The topic of money can be enormously charged because it translates into the deeper and more scary reality of how power is experienced in the family. Gentle, persistent and deep sharing around the vulnerability presented by a person needing total control will be necessary in order to move the relationship forward. But it may well be worth the effort if your beloved is special.

The joining of two individuals is the joining of two different family cultures. It may prove helpful for you and your potential mate to review how money was managed in childhood by your own parents. Decision-making about money may stem from watching your parents interact. Share histories in an attempt to understand where the other person is coming from.

A basic sense of autonomy and having control of our lives may rest upon our relationship to money for many reasons. Being unable to meet your own needs as a child because you did not have access to money or making money may be a source of childhood trauma. Not having a "say" or identifying with a parent who did not have control could be at the root of feeling the need to unilaterally take charge of money matters now. In this case, money literally symbolizes the key to emotional survival and independence. However, a good marriage relationship is based on mature interdependence rather than autonomy guarded at any cost.

If your parents struggled over money, how did it affect you? How is your sense of independence and being able to meet your own needs tied to being "in charge" of money today? These discussions could be useful in determining what is blocking the development of your relationship at this time. Moving forward towards commitment means building trust in sharing power in your relationship.

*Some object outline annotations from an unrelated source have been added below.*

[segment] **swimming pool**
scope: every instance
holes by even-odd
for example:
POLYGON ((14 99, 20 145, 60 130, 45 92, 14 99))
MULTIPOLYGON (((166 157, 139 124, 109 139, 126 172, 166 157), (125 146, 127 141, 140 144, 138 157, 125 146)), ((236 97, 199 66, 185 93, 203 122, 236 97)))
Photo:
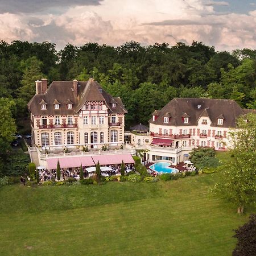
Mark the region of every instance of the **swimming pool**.
POLYGON ((166 162, 159 162, 150 166, 150 168, 158 172, 163 172, 164 174, 175 174, 179 171, 175 168, 168 167, 171 164, 170 163, 166 162))

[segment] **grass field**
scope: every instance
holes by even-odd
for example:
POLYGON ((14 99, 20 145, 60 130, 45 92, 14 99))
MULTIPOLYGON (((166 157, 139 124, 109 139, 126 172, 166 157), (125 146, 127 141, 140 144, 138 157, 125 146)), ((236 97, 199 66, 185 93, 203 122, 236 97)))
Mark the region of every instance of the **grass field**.
POLYGON ((156 183, 0 189, 0 255, 230 255, 246 221, 218 174, 156 183))

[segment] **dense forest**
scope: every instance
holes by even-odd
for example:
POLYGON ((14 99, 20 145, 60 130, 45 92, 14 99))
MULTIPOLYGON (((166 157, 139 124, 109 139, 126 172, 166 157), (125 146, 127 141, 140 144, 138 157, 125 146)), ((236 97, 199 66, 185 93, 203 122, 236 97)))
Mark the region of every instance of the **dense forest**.
POLYGON ((117 47, 68 44, 58 52, 47 42, 2 40, 0 61, 1 119, 11 113, 20 132, 29 131, 27 104, 35 93, 35 81, 42 78, 51 83, 94 77, 123 100, 129 112, 126 130, 147 125, 154 110, 174 97, 233 99, 243 108, 256 107, 255 49, 230 53, 202 42, 143 46, 130 42, 117 47))

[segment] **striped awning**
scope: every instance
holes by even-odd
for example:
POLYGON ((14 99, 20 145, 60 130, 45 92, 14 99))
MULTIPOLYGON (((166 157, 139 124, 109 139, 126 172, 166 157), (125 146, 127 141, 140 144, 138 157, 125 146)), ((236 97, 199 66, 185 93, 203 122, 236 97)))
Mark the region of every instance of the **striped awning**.
POLYGON ((153 145, 171 146, 173 141, 173 139, 153 138, 151 144, 153 145))

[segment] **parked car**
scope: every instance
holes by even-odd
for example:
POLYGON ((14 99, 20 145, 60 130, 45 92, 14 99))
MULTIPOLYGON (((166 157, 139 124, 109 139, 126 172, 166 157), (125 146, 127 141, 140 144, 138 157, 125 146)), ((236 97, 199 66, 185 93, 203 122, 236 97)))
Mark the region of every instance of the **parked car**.
POLYGON ((14 141, 13 142, 11 142, 11 146, 16 147, 18 145, 19 145, 19 142, 17 141, 14 141))
POLYGON ((13 136, 15 138, 15 139, 22 139, 22 136, 20 134, 13 134, 13 136))

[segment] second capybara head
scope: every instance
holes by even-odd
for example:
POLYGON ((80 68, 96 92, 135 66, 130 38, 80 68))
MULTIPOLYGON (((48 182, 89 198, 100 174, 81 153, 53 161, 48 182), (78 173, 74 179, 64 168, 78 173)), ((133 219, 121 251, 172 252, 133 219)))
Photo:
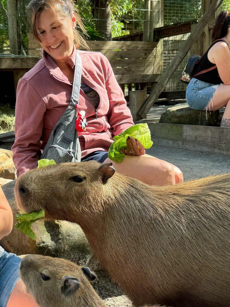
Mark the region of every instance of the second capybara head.
POLYGON ((20 275, 41 307, 103 307, 88 281, 95 273, 68 260, 40 255, 23 258, 20 275))

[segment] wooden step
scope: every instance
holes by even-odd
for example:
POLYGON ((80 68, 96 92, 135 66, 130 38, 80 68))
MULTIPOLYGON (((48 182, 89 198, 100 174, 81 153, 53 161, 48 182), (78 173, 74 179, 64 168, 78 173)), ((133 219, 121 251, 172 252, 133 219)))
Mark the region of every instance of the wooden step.
MULTIPOLYGON (((141 122, 143 122, 136 121, 135 123, 141 122)), ((154 145, 230 157, 229 128, 145 122, 151 132, 154 145)))

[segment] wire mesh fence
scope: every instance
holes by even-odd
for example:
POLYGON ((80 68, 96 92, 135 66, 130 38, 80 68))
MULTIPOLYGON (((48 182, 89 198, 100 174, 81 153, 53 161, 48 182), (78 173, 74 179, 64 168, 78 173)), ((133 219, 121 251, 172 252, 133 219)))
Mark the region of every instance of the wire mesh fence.
MULTIPOLYGON (((164 25, 190 20, 202 17, 201 0, 167 0, 164 1, 164 25)), ((190 33, 163 39, 162 71, 167 71, 179 50, 182 47, 190 33)), ((177 92, 178 97, 184 95, 186 85, 180 81, 182 72, 190 56, 189 52, 170 78, 164 90, 177 92)), ((172 93, 172 95, 173 95, 172 93)), ((176 96, 177 95, 175 94, 176 96)))

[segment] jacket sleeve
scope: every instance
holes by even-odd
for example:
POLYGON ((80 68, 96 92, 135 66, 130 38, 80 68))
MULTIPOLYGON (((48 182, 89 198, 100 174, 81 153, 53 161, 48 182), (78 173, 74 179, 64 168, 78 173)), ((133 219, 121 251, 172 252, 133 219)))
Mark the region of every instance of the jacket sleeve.
POLYGON ((20 79, 17 87, 15 140, 12 148, 18 177, 37 166, 46 110, 44 99, 37 90, 29 81, 20 79))
POLYGON ((103 59, 106 69, 105 86, 109 101, 108 119, 113 133, 117 135, 134 124, 124 93, 116 80, 111 65, 107 58, 103 56, 103 59))

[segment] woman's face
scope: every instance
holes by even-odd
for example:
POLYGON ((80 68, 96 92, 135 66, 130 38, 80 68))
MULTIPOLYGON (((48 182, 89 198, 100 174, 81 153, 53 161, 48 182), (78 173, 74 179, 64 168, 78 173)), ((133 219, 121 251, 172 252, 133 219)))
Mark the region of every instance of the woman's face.
POLYGON ((44 50, 55 60, 66 60, 73 52, 73 29, 76 25, 75 13, 69 19, 52 10, 44 10, 38 14, 36 25, 44 50))

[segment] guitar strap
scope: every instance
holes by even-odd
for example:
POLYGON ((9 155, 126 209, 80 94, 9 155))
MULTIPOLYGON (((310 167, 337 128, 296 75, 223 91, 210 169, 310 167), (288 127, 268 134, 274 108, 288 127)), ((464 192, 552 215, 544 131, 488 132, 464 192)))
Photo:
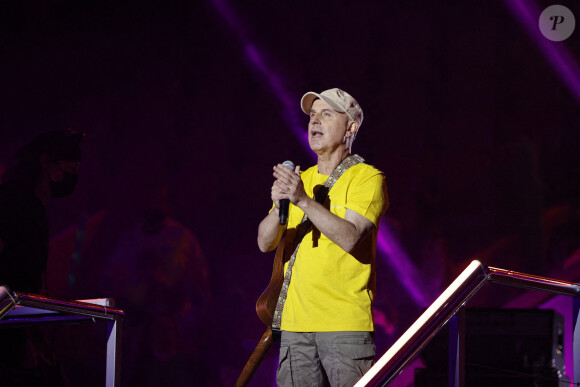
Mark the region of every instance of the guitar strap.
MULTIPOLYGON (((324 185, 320 187, 318 191, 314 194, 314 200, 320 204, 324 204, 328 193, 334 183, 342 176, 347 169, 356 165, 358 163, 364 162, 364 159, 359 155, 350 155, 332 171, 328 179, 324 182, 324 185)), ((284 282, 282 283, 282 288, 280 289, 280 295, 278 296, 278 302, 276 303, 276 309, 274 311, 274 317, 272 319, 272 329, 280 330, 282 326, 282 311, 284 310, 284 303, 286 302, 286 297, 288 296, 288 287, 290 286, 290 278, 292 277, 292 267, 294 266, 294 261, 296 261, 296 255, 298 254, 298 248, 302 242, 302 238, 306 235, 308 230, 312 226, 312 222, 308 219, 308 216, 304 214, 302 222, 298 225, 298 230, 296 231, 296 236, 294 238, 294 252, 290 257, 288 262, 288 268, 286 269, 286 275, 284 275, 284 282)))

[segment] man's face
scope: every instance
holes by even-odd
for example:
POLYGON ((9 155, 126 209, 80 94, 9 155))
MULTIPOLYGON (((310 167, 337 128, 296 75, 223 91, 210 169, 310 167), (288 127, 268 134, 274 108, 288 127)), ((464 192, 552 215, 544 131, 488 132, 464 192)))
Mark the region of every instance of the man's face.
POLYGON ((344 147, 344 135, 348 124, 345 113, 333 110, 326 102, 317 99, 310 109, 308 143, 316 154, 332 153, 344 147))

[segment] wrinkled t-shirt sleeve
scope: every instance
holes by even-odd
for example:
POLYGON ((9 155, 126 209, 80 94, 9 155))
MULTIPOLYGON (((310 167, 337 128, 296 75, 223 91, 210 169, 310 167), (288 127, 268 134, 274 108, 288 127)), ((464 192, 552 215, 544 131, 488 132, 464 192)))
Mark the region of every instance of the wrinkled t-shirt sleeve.
POLYGON ((349 188, 346 208, 361 214, 375 226, 387 207, 387 186, 382 173, 378 172, 349 188))

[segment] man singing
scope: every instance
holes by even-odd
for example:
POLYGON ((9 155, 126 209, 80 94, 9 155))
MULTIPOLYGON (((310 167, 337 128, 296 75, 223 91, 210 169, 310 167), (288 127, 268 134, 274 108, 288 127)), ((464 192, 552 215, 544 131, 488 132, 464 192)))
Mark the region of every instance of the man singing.
POLYGON ((326 374, 333 387, 352 386, 375 356, 375 250, 387 190, 382 172, 351 154, 363 120, 352 96, 336 88, 308 92, 301 105, 318 162, 304 172, 274 167, 274 207, 258 228, 261 251, 284 243, 273 322, 282 331, 277 381, 322 386, 326 374), (290 201, 287 226, 283 199, 290 201))

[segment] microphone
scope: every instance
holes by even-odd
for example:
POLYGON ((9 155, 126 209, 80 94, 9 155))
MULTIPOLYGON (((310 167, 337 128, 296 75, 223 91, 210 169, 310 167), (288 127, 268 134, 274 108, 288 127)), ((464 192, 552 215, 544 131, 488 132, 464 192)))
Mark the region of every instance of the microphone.
MULTIPOLYGON (((290 160, 284 161, 283 166, 291 171, 294 171, 294 163, 290 160)), ((288 207, 290 207, 290 199, 280 199, 280 224, 284 226, 288 220, 288 207)))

It would be wise to delay marriage until you get to the bottom of what fears come up based on sharing the control of the finances. This negotiation truly revolves around intimacy. Trusting that we can negotiate around our needs and fears is part of the maturity your relationship needs to proceed. Ask friends, relatives, and others how they have handled finances in their marriages. Talk with your beloved about these solutions. But the crux of your marriage will be based on forging your own answers based on what you decide together are reasonable goals that take into account both of your needs to be in an adult to adult relationship. To fail to work this through before marriage would undermine trust and intimacy.

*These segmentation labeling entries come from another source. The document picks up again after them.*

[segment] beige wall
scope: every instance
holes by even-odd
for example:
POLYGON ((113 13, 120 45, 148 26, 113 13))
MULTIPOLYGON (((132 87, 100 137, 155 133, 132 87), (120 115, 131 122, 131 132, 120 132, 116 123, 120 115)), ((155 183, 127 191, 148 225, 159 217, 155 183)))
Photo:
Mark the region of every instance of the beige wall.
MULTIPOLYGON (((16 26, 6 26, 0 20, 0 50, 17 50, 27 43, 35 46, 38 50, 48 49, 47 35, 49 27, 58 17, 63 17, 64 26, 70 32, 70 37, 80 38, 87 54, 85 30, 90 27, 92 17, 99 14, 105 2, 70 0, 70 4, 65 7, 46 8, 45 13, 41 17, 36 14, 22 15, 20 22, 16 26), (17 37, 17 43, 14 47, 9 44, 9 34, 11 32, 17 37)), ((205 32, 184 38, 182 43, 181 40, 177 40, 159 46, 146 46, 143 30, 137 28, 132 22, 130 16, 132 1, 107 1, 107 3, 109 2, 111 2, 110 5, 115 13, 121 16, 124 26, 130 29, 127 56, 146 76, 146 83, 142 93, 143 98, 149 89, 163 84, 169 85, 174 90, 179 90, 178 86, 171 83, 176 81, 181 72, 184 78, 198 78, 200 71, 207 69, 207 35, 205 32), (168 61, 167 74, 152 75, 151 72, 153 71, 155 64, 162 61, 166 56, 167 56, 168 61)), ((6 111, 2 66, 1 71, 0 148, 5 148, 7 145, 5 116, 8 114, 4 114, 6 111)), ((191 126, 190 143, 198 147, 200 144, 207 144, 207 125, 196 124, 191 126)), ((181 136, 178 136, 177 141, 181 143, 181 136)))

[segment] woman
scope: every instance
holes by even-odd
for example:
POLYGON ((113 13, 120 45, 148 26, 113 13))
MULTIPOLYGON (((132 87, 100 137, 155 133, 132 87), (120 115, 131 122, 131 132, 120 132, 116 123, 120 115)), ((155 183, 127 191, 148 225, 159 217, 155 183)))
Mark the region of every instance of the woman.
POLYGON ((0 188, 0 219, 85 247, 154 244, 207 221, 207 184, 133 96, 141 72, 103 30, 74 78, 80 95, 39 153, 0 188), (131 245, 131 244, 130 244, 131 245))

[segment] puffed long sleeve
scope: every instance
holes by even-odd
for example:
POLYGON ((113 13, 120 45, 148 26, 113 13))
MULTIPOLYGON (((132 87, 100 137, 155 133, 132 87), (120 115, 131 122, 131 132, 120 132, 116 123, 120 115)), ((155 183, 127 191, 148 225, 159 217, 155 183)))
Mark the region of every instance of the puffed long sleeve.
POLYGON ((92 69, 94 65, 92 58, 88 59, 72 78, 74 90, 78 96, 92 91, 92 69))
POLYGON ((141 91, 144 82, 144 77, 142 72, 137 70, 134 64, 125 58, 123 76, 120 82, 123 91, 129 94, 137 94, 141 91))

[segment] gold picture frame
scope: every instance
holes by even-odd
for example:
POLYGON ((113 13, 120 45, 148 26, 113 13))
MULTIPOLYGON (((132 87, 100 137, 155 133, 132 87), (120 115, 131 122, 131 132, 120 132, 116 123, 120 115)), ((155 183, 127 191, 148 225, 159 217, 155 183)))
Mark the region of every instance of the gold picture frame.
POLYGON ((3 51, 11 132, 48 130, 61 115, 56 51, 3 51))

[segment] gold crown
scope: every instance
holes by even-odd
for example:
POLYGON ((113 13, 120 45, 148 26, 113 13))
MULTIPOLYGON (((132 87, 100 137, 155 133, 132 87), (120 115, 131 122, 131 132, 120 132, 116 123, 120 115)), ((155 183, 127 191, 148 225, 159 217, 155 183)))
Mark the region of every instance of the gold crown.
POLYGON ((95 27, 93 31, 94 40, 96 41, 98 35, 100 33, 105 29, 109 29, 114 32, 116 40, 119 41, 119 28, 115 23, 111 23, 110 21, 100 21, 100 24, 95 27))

Naturally, if your partner has knowledge about money matters that you do not have, he could be afraid you would not consider his concerns. Or if your lover experiences anxiety about your style of handling money, it is critical that this be spoken and discussed openly. Compromises will come out of speaking and relating your fears to one another. Take your time with this one! Don't pressure the relationship into a marriage of pain and turmoil. Over time, you should be able to separate any ghosts from the past and clarify what kind of financial goals you would like to achieve together.

After exploring the past, come up with a plan, a possible budget and short and long-term goals for saving and spending. This could begin the process of building the trust necessary to proceed down the marital path.

If using these suggestions brings up heated arguments that do not resolve, consult a counselor for couples' work focused on resolving your differences. Also consider the benefit that consultation with a financial planner might provide. Take it slowly and pay serious attention to developing trust along the lines of agreed on goals you can achieve together. Power struggles over money are about power and control. Intimacy is based on working out solutions through relating, not controlling your partner.

Solving problems through relating is based on trust and love. Seeking control as an answer to problems is rooted in fear and intimidation. Tell your partner that in healthy relationships, spouses solve problems through relating, not controlling!